AI supports Ropo’s customer service - resulting in higher quality and greater efficiency

Ropo strongly believes in the potential of automation technologies in service delivery. When the company began digitalizing its customer service, it identified specific parts of the process that could be automated using AI. Epical delivered a solution that saves both time and money, while also improving service quality.
Ropo wanted to utilize AI in a way that, beyond offering operational benefits, it would also enable scalability. This would make the investment easier to justify by demonstrating a clear payment period. As an international company, it was also essential that the solution could be deployed across Ropo’s countries of operation.

We started by examining our customer service process and identified two phases where automation could save time and deliver substantial benefits. The first involved classifying incoming calls, and the second was summarizing their content.
Ropo’s customer service team handles between 600,000 and 700,000 calls annually. Each call is categorized based on its topic, and a summary is logged in the Ropo One™ system to support follow-up and case management.
– Classifying a call takes about 1–2 seconds per call, while summarizing it takes from 30 seconds to one minute. Due to the scale, this adds up to a significant workload. Automating these tasks saves the equivalent of 1–2 full-time employees annually, which is a very substantial saving. It also improves job satisfaction, as staff can focus on more meaningful customer interactions. As a growing company with increasing call volumes, these benefits will only grow over time, Parkkonen says.
The first results exceeded expectations
Ropo partnered with Epical to explore how these processes could be automated. The solution was built in Microsoft Azure using OpenAI language models and other Azure services. The project demonstrated that language models can provide real, practical tools for automation.
- Even the first initial pilots performed surprisingly well — even in real conversations in Finnish. Of course, we encountered some limitations, but we found effective ways to manage them. Language models are developing rapidly and can be applied even more broadly in the future, says Petri Lindgren, Senior Consultant at Epical.
Epical played a central role throughout the project. Ropo defined the goals and requirements, while Epical translated them into a fully functioning solution.
- Epical has been easy to work with, allowing us to focus on what really matters. Their expertise has been top-notch. They’ve guided us, responded thoughtfully to our feedback, and explained clearly when something wasn’t feasible. They’ve delivered their part with excellence, and I’ve had no hesitation standing behind their work, Parkkonen says appreciatively.
Driving better reporting and smarter management
The biggest AI-driven gains at Ropo come from call summarization. Previously, during peak hours, some longer calls were not summarized adequately, which made follow-up and case tracking more difficult. Automation has solved that problem.
Ropo tested the accuracy of automation with a sample of 10,000 calls that were classified both manually and by AI. Human agents successfully classified fewer than 6,000 calls, about 60%. AI, on the other hand, correctly categorized 9,842 calls — which is nearly 100%.

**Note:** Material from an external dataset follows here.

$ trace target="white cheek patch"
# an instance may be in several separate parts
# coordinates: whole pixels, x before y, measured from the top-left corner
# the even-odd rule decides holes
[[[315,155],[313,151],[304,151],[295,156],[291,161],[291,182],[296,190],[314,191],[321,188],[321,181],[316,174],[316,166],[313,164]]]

– Automation saves our staff time and reduces workload, but just as importantly, it significantly improves the quality of our reporting. When we understand what the calls are actually about, we can improve our customer service and lead operations more effectively, says Parkkonen.
AI also provides reliability in generating call summaries. In service delivery, these summaries are crucial for follow-up. There’s no need to re-listen to the call later, the AIgenerated summary provides all the necessary context.
– These are excellent examples of how AI can add real value. Of course, the results depend on how well the AI is configured. Epical has done a great job: they have the expertise to fine-tune the AI so it can classify and summarize calls with high quality, Parkkonen adds.
Next stop: Message Center - encouraging others to explore AI
The success of the project has inspired Ropo to expand its use of AI – next, AI will be applied to the Message Center.
– MyRopo is our customer portal where consumers can manage their invoicing and payments. We’re adding a Message Center to the service, where AI will help respond to customer inquiries. When a customer sends a message about an invoice, AI will first analyze the message and reply accordingly. Depending on the customer’s response, the AI can continue handling the case or pass it on to a service agent. And there’s no reason why AI couldn’t eventually handle live conversations too, Parkkonen says.
Parkkonen also encourages other organizations to start exploring AI and automation.
– You don’t need a massive budget to get started, just begin by solving smaller problems within your business. For example, classifying phone calls is a small part of our overall process, but it was critical in determining whether AI could be useful to us. Once you Internal know that simple tasks can be handled well, the barrier to automating more complex processes becomes much lower, Parkkonen concludes.